Re: [patch 00/15] Generic Mutex Subsystem

public inbox for linux-kernel@vger.kernel.org
 help / color / mirror / Atom feed

From: Ingo Molnar <mingo@elte.hu>
To: Linus Torvalds <torvalds@osdl.org>
Cc: Andi Kleen <ak@suse.de>,
	linux-kernel@vger.kernel.org, Andrew Morton <akpm@osdl.org>,
	Arjan van de Ven <arjanv@infradead.org>,
	Steven Rostedt <rostedt@goodmis.org>,
	Alan Cox <alan@lxorguk.ukuu.org.uk>,
	Christoph Hellwig <hch@infradead.org>,
	David Howells <dhowells@redhat.com>,
	Alexander Viro <viro@ftp.linux.org.uk>,
	Oleg Nesterov <oleg@tv-sign.ru>
Subject: Re: [patch 00/15] Generic Mutex Subsystem
Date: Mon, 19 Dec 2005 16:50:10 +0100	[thread overview]
Message-ID: <20051219155010.GA7790@elte.hu> (raw)
In-Reply-To: <Pine.LNX.4.64.0512182214400.4827@g5.osdl.org>

* Linus Torvalds <torvalds@osdl.org> wrote:

> On Mon, 19 Dec 2005, Andi Kleen wrote:
> > 
> > Do you have an idea where this big difference comes from? It doesn't look
> > it's from the fast path which is essentially the same.  Do the mutexes have
> > that much better scheduling behaviour than semaphores? It is a bit hard to 
> > believe.
> 
> Are Ingo's mutex'es perhaps not trying to be fair?
> 
> The normal mutexes try to make sure that if a process comes in and 
> gets stuck on a mutex, and then another CPU releases the mutex and 
> immediately tries to grab it again, the other CPU will _not_ get it.
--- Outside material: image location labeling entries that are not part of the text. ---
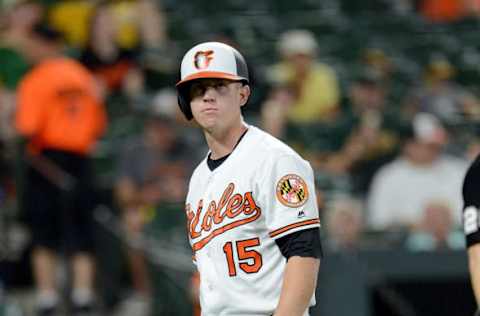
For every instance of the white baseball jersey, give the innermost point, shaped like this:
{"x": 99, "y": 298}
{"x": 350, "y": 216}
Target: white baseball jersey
{"x": 261, "y": 192}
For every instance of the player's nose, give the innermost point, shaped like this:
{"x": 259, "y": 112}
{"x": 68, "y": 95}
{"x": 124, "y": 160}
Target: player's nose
{"x": 209, "y": 94}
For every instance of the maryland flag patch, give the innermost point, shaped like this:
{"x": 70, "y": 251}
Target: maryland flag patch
{"x": 292, "y": 191}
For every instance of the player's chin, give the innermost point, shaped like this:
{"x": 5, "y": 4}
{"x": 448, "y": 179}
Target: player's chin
{"x": 208, "y": 121}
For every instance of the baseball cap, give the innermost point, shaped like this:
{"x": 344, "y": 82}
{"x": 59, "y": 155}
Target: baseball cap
{"x": 213, "y": 60}
{"x": 428, "y": 129}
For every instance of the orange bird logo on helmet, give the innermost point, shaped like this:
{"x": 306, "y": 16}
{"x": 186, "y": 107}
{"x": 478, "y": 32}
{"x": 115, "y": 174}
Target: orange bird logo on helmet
{"x": 202, "y": 59}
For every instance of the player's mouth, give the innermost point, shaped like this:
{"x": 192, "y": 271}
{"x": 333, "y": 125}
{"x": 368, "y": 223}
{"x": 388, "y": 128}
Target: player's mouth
{"x": 210, "y": 110}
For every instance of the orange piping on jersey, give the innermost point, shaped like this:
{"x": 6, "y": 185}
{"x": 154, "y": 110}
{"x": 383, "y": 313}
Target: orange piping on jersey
{"x": 292, "y": 226}
{"x": 193, "y": 219}
{"x": 200, "y": 244}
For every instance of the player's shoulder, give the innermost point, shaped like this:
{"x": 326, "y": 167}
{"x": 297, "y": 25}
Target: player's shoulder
{"x": 471, "y": 182}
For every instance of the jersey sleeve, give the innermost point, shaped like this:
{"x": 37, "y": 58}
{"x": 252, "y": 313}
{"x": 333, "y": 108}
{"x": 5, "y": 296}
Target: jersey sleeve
{"x": 288, "y": 196}
{"x": 471, "y": 206}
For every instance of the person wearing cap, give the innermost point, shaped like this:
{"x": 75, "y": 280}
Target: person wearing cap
{"x": 252, "y": 214}
{"x": 471, "y": 225}
{"x": 312, "y": 85}
{"x": 441, "y": 95}
{"x": 60, "y": 116}
{"x": 401, "y": 189}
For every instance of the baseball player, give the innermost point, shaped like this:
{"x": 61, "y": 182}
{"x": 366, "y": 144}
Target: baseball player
{"x": 471, "y": 224}
{"x": 251, "y": 209}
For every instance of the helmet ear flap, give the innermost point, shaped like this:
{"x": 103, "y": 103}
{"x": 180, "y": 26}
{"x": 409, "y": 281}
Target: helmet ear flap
{"x": 184, "y": 104}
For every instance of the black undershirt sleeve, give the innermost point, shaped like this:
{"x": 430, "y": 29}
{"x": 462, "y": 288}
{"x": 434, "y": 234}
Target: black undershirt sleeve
{"x": 304, "y": 243}
{"x": 471, "y": 207}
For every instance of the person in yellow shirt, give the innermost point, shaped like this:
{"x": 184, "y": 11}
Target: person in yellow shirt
{"x": 312, "y": 85}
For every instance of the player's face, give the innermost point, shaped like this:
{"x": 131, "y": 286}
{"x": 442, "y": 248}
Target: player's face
{"x": 216, "y": 103}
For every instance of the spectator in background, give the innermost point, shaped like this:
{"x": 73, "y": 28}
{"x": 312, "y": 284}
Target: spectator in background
{"x": 437, "y": 230}
{"x": 439, "y": 95}
{"x": 371, "y": 131}
{"x": 152, "y": 173}
{"x": 422, "y": 173}
{"x": 61, "y": 116}
{"x": 304, "y": 90}
{"x": 345, "y": 224}
{"x": 16, "y": 43}
{"x": 114, "y": 66}
{"x": 72, "y": 17}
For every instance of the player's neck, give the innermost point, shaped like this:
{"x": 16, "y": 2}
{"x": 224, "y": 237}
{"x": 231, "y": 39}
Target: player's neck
{"x": 223, "y": 143}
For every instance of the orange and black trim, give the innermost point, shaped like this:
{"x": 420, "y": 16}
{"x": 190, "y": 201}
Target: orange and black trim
{"x": 201, "y": 243}
{"x": 293, "y": 226}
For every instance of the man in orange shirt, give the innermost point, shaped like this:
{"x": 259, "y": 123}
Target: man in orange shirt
{"x": 61, "y": 116}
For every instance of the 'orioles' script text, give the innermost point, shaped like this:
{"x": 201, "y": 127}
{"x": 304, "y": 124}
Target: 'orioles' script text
{"x": 229, "y": 206}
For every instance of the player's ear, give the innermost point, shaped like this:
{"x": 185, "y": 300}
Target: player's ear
{"x": 244, "y": 94}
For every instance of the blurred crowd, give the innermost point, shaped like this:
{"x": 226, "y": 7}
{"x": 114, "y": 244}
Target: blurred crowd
{"x": 87, "y": 99}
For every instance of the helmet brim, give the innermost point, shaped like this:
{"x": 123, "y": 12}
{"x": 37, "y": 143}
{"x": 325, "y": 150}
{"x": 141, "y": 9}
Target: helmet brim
{"x": 210, "y": 74}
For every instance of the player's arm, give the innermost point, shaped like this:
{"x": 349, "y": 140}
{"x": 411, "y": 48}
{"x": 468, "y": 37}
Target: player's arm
{"x": 471, "y": 224}
{"x": 303, "y": 251}
{"x": 299, "y": 284}
{"x": 474, "y": 267}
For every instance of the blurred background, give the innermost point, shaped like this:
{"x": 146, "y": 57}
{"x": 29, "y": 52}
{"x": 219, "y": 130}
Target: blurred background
{"x": 381, "y": 96}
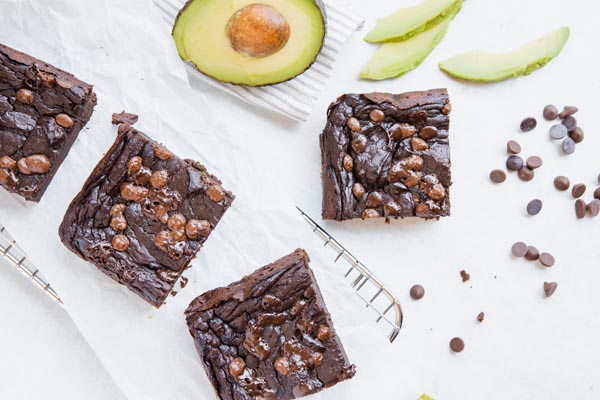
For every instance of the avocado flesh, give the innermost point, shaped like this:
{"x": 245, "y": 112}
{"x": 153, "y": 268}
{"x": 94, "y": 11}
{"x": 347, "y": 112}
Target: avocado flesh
{"x": 482, "y": 66}
{"x": 200, "y": 36}
{"x": 408, "y": 22}
{"x": 394, "y": 59}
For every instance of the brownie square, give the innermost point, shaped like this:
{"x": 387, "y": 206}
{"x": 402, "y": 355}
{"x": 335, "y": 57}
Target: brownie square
{"x": 42, "y": 110}
{"x": 269, "y": 336}
{"x": 387, "y": 155}
{"x": 143, "y": 214}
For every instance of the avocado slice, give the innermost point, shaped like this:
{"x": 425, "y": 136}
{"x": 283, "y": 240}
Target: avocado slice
{"x": 394, "y": 59}
{"x": 482, "y": 66}
{"x": 408, "y": 22}
{"x": 251, "y": 43}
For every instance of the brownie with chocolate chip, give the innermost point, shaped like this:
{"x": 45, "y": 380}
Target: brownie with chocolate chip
{"x": 42, "y": 110}
{"x": 143, "y": 214}
{"x": 269, "y": 335}
{"x": 387, "y": 155}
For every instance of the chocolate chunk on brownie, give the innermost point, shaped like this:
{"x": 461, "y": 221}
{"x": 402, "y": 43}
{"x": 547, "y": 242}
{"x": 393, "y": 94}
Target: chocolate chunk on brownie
{"x": 42, "y": 110}
{"x": 269, "y": 336}
{"x": 387, "y": 155}
{"x": 143, "y": 214}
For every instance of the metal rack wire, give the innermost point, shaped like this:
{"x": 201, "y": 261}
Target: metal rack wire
{"x": 14, "y": 255}
{"x": 362, "y": 280}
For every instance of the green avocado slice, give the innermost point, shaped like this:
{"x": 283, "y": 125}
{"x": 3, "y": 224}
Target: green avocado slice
{"x": 482, "y": 66}
{"x": 394, "y": 59}
{"x": 408, "y": 22}
{"x": 250, "y": 43}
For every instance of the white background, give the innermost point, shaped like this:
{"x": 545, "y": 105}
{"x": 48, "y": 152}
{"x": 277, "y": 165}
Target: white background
{"x": 528, "y": 347}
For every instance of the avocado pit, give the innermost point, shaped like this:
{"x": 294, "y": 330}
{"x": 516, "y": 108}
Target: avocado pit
{"x": 258, "y": 30}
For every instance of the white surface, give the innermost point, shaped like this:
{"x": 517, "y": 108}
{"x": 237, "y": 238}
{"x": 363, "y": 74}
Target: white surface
{"x": 528, "y": 347}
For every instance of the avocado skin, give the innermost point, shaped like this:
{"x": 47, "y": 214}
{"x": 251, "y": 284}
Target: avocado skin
{"x": 462, "y": 65}
{"x": 318, "y": 3}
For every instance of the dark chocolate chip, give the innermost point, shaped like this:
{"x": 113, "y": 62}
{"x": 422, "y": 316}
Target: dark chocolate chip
{"x": 497, "y": 176}
{"x": 534, "y": 207}
{"x": 528, "y": 124}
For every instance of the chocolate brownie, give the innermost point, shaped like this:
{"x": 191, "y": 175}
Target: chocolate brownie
{"x": 387, "y": 155}
{"x": 42, "y": 110}
{"x": 143, "y": 214}
{"x": 269, "y": 336}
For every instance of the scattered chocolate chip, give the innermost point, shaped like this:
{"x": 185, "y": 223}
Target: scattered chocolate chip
{"x": 567, "y": 112}
{"x": 577, "y": 135}
{"x": 514, "y": 163}
{"x": 550, "y": 112}
{"x": 550, "y": 288}
{"x": 558, "y": 131}
{"x": 547, "y": 259}
{"x": 532, "y": 253}
{"x": 457, "y": 345}
{"x": 578, "y": 190}
{"x": 570, "y": 123}
{"x": 24, "y": 96}
{"x": 568, "y": 146}
{"x": 562, "y": 183}
{"x": 526, "y": 174}
{"x": 534, "y": 207}
{"x": 417, "y": 292}
{"x": 465, "y": 275}
{"x": 497, "y": 176}
{"x": 376, "y": 115}
{"x": 519, "y": 249}
{"x": 512, "y": 147}
{"x": 580, "y": 208}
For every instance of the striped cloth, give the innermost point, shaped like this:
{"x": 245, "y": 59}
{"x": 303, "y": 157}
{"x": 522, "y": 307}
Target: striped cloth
{"x": 294, "y": 98}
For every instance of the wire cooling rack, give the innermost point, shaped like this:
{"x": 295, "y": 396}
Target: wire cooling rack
{"x": 10, "y": 251}
{"x": 367, "y": 286}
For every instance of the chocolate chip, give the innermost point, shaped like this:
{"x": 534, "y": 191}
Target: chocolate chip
{"x": 64, "y": 120}
{"x": 24, "y": 96}
{"x": 550, "y": 112}
{"x": 513, "y": 147}
{"x": 359, "y": 144}
{"x": 558, "y": 131}
{"x": 550, "y": 288}
{"x": 568, "y": 146}
{"x": 568, "y": 111}
{"x": 519, "y": 249}
{"x": 457, "y": 345}
{"x": 526, "y": 174}
{"x": 577, "y": 135}
{"x": 514, "y": 163}
{"x": 417, "y": 292}
{"x": 358, "y": 190}
{"x": 348, "y": 163}
{"x": 374, "y": 200}
{"x": 547, "y": 260}
{"x": 578, "y": 190}
{"x": 528, "y": 124}
{"x": 376, "y": 115}
{"x": 497, "y": 176}
{"x": 532, "y": 253}
{"x": 418, "y": 144}
{"x": 534, "y": 207}
{"x": 570, "y": 123}
{"x": 353, "y": 124}
{"x": 464, "y": 275}
{"x": 562, "y": 183}
{"x": 580, "y": 208}
{"x": 428, "y": 132}
{"x": 534, "y": 162}
{"x": 120, "y": 243}
{"x": 159, "y": 179}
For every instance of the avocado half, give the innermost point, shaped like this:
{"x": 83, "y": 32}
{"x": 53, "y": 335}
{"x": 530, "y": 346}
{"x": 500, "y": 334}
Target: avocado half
{"x": 251, "y": 42}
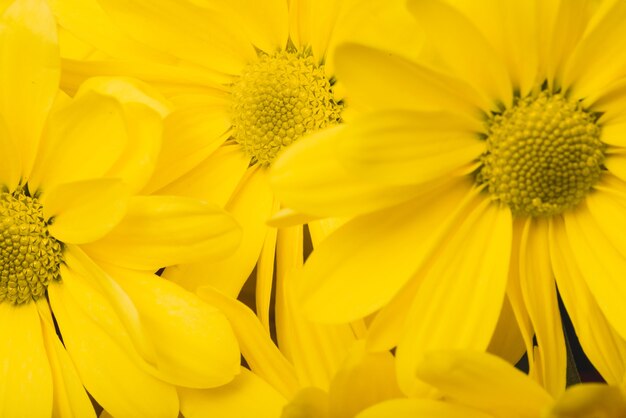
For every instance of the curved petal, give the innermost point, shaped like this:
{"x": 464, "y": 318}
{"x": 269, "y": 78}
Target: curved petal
{"x": 85, "y": 211}
{"x": 341, "y": 280}
{"x": 310, "y": 178}
{"x": 24, "y": 368}
{"x": 82, "y": 142}
{"x": 485, "y": 382}
{"x": 452, "y": 309}
{"x": 201, "y": 350}
{"x": 604, "y": 348}
{"x": 540, "y": 297}
{"x": 102, "y": 356}
{"x": 251, "y": 205}
{"x": 197, "y": 32}
{"x": 404, "y": 147}
{"x": 411, "y": 408}
{"x": 29, "y": 73}
{"x": 69, "y": 396}
{"x": 247, "y": 396}
{"x": 464, "y": 51}
{"x": 160, "y": 231}
{"x": 376, "y": 80}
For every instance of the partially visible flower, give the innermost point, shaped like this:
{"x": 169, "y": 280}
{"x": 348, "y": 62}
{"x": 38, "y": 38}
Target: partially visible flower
{"x": 490, "y": 167}
{"x": 78, "y": 313}
{"x": 479, "y": 385}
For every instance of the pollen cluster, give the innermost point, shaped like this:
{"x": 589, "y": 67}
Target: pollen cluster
{"x": 543, "y": 155}
{"x": 29, "y": 257}
{"x": 279, "y": 98}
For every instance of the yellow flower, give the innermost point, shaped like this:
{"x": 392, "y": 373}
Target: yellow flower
{"x": 80, "y": 310}
{"x": 494, "y": 164}
{"x": 479, "y": 385}
{"x": 247, "y": 79}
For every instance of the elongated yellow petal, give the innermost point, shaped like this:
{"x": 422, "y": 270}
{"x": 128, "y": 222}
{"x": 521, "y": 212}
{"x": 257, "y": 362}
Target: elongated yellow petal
{"x": 202, "y": 351}
{"x": 601, "y": 344}
{"x": 411, "y": 408}
{"x": 311, "y": 178}
{"x": 69, "y": 396}
{"x": 100, "y": 349}
{"x": 539, "y": 293}
{"x": 341, "y": 280}
{"x": 83, "y": 141}
{"x": 207, "y": 36}
{"x": 160, "y": 231}
{"x": 485, "y": 382}
{"x": 85, "y": 211}
{"x": 29, "y": 73}
{"x": 408, "y": 85}
{"x": 25, "y": 371}
{"x": 248, "y": 396}
{"x": 452, "y": 308}
{"x": 257, "y": 348}
{"x": 464, "y": 50}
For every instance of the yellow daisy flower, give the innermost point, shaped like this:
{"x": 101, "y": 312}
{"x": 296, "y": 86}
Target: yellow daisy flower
{"x": 78, "y": 313}
{"x": 247, "y": 79}
{"x": 474, "y": 384}
{"x": 492, "y": 165}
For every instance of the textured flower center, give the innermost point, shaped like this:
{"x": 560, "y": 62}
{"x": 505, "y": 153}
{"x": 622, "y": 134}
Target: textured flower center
{"x": 278, "y": 99}
{"x": 543, "y": 155}
{"x": 29, "y": 256}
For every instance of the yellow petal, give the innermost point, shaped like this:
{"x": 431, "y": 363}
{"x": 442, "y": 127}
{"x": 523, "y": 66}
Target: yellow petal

the VFS creat+unlink performance advantage i measured on SMP systems is 
a pure 'struct mutex' vs. stock 'struct semaphore' measurement. I 
measured the same kernel with a single .config option difference 
(DEBUG_MUTEX_FULL to get the 'mutex' variant, vs. DEBUG_MUTEX_PARTIAL to 
get the 'semaphore' variant), the systems were completely idle, and the 
results are statistically stable.

fact is, we dont implement fairness in the upstream struct semaphore 
implementation(s) either - it would be extremely bad to performance (as 
you are pointing it out too).

both stock semaphores and generic mutexes are unfair in the following 
sense: if there is a waiter 'in flight' (but has not grabbed the lock 
yet), a 'lucky bastard may jump the queue' and may grab the lock, 
without having waited anything. So comparing semaphores to generic 
mutexes is an apples to apples comparison.

in fact, generic mutexes are _more_ fair than struct semaphore in their 
wait logic. In the stock semaphore implementation, when a waiter is 
woken up, it will retry the lock, and if it fails, it goes back to the 
_tail_ of the queue again - waiting one full cycle again.

in the generic mutex implementation, the first waiter is woken up, and 
it will retry the lock - but no other waiters are woken up until this 
waiter has done its round. (a mutex implementation can do this, because 
it knows that there can only be one owner, while a counting semaphore 
has to be prepared for the possibility of multiple concurrent up()s, and 
for the count going above 1.)

and this is also the crutial difference that gives mutexes the 
performance edge in contended workloads (so this should also answers 
Andi's question): stock semaphores easily end up creating a 'thundering 
herd' scenario, if a 'fast lucky bastard' releases the lock - and wakes 
up _yet another_ waiter. The end result is, that given a high enough 
'semaphore use frequency', our wake-one logic in semaphores totally 
falls apart and we end up having all waiters racing for the runqueues, 
and racing for the lock itself. This causes much higher CPU utilization, 
wasted resources, and slower total performance.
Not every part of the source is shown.